(187d) Masked Stereolithography 3D Printing for Rapid Fabrication of Microfluidic Devices with Functional Components and Fluorescence Thermometry

The rapid prototyping and fabrication of microfluidic devices have been significantly enhanced by the use of 3D printing technologies, such as masked stereolithography (MSLA). This study presents the use of inexpensive desktop SLA printers and the development of a custom UV curable resin to rapidly fabricate microfluidics chips with functional components. Our resin chemistry enables transparent stereolithography prints with tunable mechanical properties and the integration of functional nanostructures in the polymer matrix. We demonstrate the fabrication of unibody microfluidic chips with embedded channels and microscale features, and functional components in a single step print process.

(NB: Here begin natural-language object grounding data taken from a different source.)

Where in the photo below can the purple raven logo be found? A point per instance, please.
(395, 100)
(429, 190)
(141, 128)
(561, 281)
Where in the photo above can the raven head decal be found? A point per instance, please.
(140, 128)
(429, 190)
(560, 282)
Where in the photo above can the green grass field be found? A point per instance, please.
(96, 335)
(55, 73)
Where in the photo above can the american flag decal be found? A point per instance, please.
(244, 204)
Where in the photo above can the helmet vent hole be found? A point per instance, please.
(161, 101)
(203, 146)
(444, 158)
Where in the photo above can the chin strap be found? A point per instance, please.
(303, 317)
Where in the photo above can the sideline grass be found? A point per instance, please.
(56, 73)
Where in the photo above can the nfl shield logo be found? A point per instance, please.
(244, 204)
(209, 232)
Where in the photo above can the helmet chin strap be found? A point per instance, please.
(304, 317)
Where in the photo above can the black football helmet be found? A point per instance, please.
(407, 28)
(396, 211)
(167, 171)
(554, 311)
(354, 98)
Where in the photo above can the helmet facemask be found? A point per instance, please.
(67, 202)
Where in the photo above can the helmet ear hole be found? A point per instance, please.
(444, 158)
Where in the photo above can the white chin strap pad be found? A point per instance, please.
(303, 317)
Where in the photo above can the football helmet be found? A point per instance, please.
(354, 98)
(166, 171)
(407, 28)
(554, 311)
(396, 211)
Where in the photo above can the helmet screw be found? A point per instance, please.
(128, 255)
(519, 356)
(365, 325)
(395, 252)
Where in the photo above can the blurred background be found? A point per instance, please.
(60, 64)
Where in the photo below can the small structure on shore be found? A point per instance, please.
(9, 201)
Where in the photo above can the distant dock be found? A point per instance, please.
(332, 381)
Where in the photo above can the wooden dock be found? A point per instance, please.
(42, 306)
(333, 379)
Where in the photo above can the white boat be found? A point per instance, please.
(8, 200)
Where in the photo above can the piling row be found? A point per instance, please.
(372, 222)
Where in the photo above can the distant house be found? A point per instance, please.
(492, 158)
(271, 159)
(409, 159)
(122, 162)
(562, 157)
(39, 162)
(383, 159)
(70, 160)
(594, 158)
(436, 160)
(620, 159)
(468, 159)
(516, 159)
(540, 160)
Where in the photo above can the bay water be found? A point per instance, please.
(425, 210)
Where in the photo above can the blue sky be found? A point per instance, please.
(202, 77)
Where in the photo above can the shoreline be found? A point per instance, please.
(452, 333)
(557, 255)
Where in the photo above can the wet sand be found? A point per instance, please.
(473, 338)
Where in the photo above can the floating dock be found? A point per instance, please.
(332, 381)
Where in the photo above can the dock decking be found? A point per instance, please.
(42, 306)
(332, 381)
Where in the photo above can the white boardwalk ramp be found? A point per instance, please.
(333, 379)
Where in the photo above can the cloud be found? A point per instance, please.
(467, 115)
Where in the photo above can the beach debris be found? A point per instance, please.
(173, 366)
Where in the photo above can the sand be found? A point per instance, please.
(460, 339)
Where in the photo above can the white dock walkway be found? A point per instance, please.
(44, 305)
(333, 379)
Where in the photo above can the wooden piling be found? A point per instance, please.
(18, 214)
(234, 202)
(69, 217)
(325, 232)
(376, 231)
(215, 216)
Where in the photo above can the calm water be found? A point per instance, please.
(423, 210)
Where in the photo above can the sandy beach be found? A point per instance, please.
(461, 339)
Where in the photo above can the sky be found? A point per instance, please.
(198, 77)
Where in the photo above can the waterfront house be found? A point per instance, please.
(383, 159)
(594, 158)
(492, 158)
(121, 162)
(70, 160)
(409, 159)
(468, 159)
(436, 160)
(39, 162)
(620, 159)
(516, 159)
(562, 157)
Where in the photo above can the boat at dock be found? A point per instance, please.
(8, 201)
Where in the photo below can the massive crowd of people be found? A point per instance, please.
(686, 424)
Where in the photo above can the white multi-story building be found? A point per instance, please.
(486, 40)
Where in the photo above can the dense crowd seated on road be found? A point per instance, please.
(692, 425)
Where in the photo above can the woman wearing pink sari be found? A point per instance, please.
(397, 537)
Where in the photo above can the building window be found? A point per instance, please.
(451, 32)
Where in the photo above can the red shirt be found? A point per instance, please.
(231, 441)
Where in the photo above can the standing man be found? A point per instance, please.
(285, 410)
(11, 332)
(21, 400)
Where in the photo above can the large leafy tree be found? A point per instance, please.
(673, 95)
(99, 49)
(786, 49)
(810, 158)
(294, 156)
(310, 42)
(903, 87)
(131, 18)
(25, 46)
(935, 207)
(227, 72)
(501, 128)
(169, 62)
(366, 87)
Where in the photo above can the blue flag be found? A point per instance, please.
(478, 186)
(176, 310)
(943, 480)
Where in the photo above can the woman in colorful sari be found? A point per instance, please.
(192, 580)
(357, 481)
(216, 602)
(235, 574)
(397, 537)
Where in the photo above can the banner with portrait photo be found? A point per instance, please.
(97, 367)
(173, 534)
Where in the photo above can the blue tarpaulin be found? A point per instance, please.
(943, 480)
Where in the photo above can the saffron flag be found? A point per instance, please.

Furthermore, we show that by changing the crosslinking density of the resins, we can print flexible and porous components that can serve as microfluidic valves and membranes respectively. Additionally, we explore the feasibility of integrating Rhodamine B dye into the custom resin for non-contact fluorescence thermometry in microfluidic systems, offering a non-invasive and convenient temperature measurement alternative to traditional contact-based methods. We investigated the thermometric properties of Rhodamine B and the compatibility of the dye-resin mixture for photopolymerization and 3D printing. Taken together, this study highlights the benefits of using inexpensive MSLA 3D printing and custom resin formulations for rapid prototyping and fabrication of microfluidic devices with integrated non-contact thermal sensing capabilities, offering significant improvements in efficiency and versatility over conventional photolithography-based methods.